You should already have:

  1. Pronghorn account and SSH access β€” see the HPC Cluster lesson
  2. Micromamba installed on Pronghorn
  3. Scratch directory at ~/scratch (symlinked to /data/gpfs/assoc/bch709-6/<your_netid>)
  4. Familiarity with sbatch, squeue, sacct, and #SBATCH directives

Run the basic ChIP-Seq Tutorial first on your laptop to understand the workflow logically before parallelizing it.


Overview β€” Why Parallelize ChIP-Seq on HPC?

ChIP-Seq experiments usually have multiple conditions Γ— multiple replicates Γ— 1 input per condition. A 2-condition Γ— 3-replicate study already means 8 samples (6 ChIP + 2 Input), and each needs its own alignment, dedup, peak call, and coverage track.

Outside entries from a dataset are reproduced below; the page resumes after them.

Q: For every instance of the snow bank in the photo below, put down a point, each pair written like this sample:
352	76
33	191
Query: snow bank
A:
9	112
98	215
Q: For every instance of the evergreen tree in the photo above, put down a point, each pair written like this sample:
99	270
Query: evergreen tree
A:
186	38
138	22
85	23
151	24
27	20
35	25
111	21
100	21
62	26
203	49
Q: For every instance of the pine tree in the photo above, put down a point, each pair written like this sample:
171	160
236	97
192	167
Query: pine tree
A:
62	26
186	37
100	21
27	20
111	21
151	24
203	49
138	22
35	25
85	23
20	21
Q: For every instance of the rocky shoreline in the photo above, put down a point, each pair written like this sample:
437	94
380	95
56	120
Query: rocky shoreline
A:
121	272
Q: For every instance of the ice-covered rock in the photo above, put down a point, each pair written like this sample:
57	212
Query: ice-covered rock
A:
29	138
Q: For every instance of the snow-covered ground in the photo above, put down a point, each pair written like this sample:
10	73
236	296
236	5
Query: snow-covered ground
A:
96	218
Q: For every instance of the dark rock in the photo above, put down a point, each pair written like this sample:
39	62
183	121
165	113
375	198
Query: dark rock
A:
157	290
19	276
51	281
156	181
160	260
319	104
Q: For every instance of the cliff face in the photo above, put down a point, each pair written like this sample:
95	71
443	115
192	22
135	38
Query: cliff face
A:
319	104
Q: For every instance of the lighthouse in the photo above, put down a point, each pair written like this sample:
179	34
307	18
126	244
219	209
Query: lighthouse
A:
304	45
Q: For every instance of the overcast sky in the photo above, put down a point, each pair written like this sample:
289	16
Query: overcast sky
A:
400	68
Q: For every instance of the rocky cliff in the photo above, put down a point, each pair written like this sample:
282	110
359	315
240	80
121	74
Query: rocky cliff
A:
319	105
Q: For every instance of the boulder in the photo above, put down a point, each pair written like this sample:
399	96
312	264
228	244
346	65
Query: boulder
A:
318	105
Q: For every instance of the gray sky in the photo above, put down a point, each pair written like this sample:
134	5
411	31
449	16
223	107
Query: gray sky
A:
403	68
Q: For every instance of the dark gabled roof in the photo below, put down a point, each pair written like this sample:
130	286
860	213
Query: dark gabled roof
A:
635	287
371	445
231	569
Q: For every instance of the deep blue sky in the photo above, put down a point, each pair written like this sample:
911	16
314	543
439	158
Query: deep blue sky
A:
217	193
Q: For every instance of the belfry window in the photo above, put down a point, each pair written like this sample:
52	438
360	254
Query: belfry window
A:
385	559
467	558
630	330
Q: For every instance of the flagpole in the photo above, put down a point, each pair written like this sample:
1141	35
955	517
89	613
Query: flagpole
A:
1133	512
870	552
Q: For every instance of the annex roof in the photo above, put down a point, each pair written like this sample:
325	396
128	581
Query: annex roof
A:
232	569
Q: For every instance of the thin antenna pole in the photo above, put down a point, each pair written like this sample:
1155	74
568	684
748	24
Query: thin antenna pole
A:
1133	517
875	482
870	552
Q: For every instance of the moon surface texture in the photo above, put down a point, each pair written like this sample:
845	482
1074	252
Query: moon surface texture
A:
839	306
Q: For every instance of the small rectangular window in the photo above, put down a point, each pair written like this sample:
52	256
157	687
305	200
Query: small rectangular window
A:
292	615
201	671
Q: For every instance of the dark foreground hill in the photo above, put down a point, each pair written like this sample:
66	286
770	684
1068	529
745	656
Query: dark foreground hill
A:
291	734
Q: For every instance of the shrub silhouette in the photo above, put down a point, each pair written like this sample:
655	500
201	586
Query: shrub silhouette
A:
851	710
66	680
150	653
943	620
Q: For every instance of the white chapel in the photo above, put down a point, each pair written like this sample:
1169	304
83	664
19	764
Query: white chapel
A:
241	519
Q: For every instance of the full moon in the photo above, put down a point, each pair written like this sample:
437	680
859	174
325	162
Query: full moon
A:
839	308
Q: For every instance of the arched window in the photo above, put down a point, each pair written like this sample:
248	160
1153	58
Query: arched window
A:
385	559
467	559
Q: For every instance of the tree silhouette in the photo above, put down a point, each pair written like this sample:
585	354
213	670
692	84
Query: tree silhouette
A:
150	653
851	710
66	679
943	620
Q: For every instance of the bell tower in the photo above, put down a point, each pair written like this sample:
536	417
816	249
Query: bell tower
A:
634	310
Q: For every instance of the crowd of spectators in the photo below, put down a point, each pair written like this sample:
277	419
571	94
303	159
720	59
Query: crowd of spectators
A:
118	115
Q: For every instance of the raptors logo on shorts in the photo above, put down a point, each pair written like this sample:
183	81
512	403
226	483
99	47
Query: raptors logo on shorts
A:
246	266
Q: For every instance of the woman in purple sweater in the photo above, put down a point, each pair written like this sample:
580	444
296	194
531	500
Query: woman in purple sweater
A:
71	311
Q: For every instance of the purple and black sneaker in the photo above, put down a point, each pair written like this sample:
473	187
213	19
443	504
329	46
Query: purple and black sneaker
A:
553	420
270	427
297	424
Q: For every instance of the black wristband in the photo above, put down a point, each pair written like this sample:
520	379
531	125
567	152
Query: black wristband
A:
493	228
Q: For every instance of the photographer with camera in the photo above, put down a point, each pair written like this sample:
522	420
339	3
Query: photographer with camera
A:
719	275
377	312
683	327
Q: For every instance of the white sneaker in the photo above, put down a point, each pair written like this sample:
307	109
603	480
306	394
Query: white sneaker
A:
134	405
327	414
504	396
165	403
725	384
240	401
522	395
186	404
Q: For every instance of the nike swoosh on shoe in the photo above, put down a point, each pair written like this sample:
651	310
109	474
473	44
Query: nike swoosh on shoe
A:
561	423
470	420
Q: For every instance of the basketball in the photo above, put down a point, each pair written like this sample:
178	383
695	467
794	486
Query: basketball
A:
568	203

Running this serially on a laptop takes 12–24 hours. With Slurm array jobs on Pronghorn, all 8 samples are processed in parallel and the whole pipeline finishes in roughly the time of a single sample β€” about 45 minutes for small references, 1–2 hours for the full human genome.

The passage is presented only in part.